18 months ago, we started Iterative and shared our belief in Southeast Asia as the next big opportunity. Since then, Iterative has invested $3.6M in 26 companies over 3 batches. Those companies have gone on to raise $45M in follow-on capital (here, here, here) from the likes of Monk's Hill, Wavemaker, Insight Partners and more.
Although we've been investing from the fund already. Today, we're happy to announce the close of our $10M Iterative Fund I to invest in early-stage startups in Southeast Asia. Fund I was led by Village Global and Cendana with participation from experienced investors and operators like Andrew Chen (Partner at a16z), Qasar Younis (Co-Founder of Applied Intuition and Former COO of Y-Combinator), Chi-Hua Chien (Managing Partner of Goodwater Capital), Tushar Garg (CEO of Flyhomes), Moses Lo (Co-Founder of Xendit), Kum Hong Siew (COO of Airbnb China) and more.
For most, this is their first investment in the region, an indicator of how far the ecosystem has come and excitement around where it's going.
Our initial thesis was founders in Southeast Asia had all the right raw materials (intelligence, grit, etc.) but lacked the right mental frameworks (growth, fundraising, etc.) and support (empathy, safe space, etc.) to maximize their potential. After investing in 26 companies, working with 55 founders and talking to a thousands more, we believe in our thesis even more strongly now than when we started.
A few things we've learned about our initial thesis in the last 18 months.
The materials are there but are often unrefined, making them harder to identify. For example, sometimes we meet founders who execute well but communicate the potential of their startup poorly. We also meet the reverse, founders who don't execute well but communicate the potential of their startup well. We're finding we like the first case more than the second. It's easier to help a founder communicate their startup well than a founder who doesn't execute well.
Related to the above, often founders are weak in some area (growth, fundraising, etc.) because they don't have a framework for how to think about the set of problems related to that area. It normally takes a few weeks to teach but once founders get how to think about it, their startups tend to take off. It's like fixing a bug in the startup that kept it from growing fast.
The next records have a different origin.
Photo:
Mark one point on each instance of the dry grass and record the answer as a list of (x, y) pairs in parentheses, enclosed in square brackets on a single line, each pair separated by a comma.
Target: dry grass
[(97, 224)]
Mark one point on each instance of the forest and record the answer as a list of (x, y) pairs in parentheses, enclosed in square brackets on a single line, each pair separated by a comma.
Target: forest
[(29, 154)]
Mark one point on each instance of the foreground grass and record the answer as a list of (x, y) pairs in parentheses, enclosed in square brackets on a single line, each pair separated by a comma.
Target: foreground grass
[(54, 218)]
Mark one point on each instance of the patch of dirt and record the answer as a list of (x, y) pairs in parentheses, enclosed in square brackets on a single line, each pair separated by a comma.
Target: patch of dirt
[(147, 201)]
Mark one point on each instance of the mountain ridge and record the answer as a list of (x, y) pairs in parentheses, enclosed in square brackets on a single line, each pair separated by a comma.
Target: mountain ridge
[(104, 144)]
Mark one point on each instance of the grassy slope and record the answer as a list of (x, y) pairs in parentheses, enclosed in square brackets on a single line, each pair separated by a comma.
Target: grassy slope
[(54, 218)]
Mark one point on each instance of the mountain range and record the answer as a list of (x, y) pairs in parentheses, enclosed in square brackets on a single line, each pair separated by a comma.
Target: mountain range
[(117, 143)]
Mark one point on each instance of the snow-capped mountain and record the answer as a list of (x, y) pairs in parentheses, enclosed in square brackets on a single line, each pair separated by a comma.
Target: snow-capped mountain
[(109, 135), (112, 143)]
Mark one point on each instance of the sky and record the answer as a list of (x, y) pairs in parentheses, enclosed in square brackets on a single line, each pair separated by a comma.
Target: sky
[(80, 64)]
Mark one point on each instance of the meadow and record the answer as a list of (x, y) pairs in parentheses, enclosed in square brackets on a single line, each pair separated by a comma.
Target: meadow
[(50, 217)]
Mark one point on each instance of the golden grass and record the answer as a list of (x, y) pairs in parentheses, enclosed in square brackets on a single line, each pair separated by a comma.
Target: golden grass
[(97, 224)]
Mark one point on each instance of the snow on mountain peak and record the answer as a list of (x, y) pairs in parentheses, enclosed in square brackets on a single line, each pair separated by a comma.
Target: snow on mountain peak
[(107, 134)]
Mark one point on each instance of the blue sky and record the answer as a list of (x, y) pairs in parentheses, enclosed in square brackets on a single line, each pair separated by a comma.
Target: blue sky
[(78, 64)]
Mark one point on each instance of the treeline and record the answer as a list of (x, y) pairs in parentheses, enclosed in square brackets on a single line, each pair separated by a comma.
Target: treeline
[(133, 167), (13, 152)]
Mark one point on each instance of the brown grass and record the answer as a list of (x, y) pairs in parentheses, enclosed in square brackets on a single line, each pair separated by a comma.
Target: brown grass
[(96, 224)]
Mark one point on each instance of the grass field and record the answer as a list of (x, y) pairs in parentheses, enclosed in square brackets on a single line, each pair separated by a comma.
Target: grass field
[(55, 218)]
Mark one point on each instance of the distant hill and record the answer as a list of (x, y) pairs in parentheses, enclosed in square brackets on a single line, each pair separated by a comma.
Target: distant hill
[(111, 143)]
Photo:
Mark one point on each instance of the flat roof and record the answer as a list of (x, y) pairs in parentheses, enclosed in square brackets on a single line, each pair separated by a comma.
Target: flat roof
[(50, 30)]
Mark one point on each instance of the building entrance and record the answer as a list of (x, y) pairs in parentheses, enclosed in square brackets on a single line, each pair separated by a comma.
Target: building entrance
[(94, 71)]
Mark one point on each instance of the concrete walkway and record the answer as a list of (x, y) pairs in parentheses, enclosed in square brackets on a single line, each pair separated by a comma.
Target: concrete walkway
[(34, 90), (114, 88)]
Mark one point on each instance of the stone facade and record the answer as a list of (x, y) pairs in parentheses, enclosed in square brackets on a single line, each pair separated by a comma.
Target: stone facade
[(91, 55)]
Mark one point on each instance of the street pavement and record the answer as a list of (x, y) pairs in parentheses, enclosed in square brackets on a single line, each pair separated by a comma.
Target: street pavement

We knew this was important but even then we underestimated how important. The first Office Hours session we have with founders, often feels like a founder therapy session. For many, it's the first time they're able to be (1) honest about how they are doing, the problems they're facing and how overwhelmed they feel and (2) with someone who's been there and gotten to the other side. By creating this safe space, we've found founders perform better and are more resilient.
Step Function Growth
As a byproduct of learning the right mental frameworks and getting the right support, we’ve been consistently surprised by how quickly founders, and by extension their startups, grow. It’s not uncommon for a startup to grow slowly during the first few weeks of the program, while they’re digesting new ways to think about their startup, then suddenly grow 10x in the last few weeks before Demo Day.
Iterative's mission is to increase the GDP of Southeast Asia through entrepreneurship. To do that, we need to (1) make entrepreneurship more accessible to more people and (2) give founders the tools and support to be successful.
Our initial focus was to help a small number of early-stage founders be successful through our accelerator program. In the coming months, we'll be expanding to work with a larger set of founders. Initially through new programs and content targeted at even earlier founders or future founders. We'll also be looking into creating a program, similar to our existing accelerator program, focused on later stage companies.
In order to succeed in our mission, we believe Iterative needs to be helpful to founders at every stage. This is the first of many steps in that direction.